Mother love is arguably the most powerful emotion in a woman’s psyche. It transcends everything, even the love of a wife for a husband or the dutiful nature of a female playing second fiddle to her mate.
In Elena the balance of power shifts from self-made Vladimir (Andrey Smirnov) to his wife, the titular heroine of the tale. But it’s in no way immediate: Elena finds herself forced to choose between her indolent, ne’er-do-well son and her cold, distant husband. The choice she eventually makes is what drives this portrait of familial loyalty.
Nadezhda Markina is perfect as the wife and mother who has married again and seemingly married above her station in life. Her stepdaughter makes this abundantly clear but there’s also a schism in the marriage with Elena and Vladimir sleeping in separate beds and Elena adopting the role of servant.

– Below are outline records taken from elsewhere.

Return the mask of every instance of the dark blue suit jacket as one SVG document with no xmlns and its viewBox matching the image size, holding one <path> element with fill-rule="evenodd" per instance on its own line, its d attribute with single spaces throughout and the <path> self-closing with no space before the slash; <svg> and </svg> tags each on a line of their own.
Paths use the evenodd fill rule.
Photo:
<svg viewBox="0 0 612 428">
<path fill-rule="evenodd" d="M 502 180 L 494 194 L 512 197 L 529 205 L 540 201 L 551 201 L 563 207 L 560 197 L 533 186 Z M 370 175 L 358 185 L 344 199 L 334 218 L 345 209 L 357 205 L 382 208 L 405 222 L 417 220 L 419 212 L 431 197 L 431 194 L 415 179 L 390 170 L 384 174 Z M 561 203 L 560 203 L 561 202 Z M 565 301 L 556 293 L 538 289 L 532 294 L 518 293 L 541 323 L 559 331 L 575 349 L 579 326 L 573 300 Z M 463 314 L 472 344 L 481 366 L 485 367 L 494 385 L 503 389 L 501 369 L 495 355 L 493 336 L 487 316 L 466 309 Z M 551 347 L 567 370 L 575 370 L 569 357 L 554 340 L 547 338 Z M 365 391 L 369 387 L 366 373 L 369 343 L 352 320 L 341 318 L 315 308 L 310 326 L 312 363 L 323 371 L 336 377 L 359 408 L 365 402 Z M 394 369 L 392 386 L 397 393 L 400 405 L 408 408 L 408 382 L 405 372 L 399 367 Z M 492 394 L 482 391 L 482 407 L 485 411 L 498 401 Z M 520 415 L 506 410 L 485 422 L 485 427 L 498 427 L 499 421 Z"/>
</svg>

Is it out of love? Of course not. Vladimir has money in the bank. Lots of it. Elena may have married for love but she also has roubles on her mind. And money talks.
Director and co-writer Andrey Zvyagintsev leads his audience like a pied piper through the gentle maelstrom that is Elena’s mind. Seemingly torn between her husband’s opinion of her child – and of remaining with him inside a bubble of comfort and middle-class attitudes – and journeying with cash and food to her wastrel and his brood, she offers only hints as to how the stand-off will conclude.
A Russian drama but nonetheless a universal story, Elena is that familiar fable: the worm that turned. Markina’s journey from docile spouse to manipulative quasi-villainess is a delight to watch and her out-manouevring of her key rival (Elena Lyadova as grasping daughter Katerina, antennae twitching) is a delight.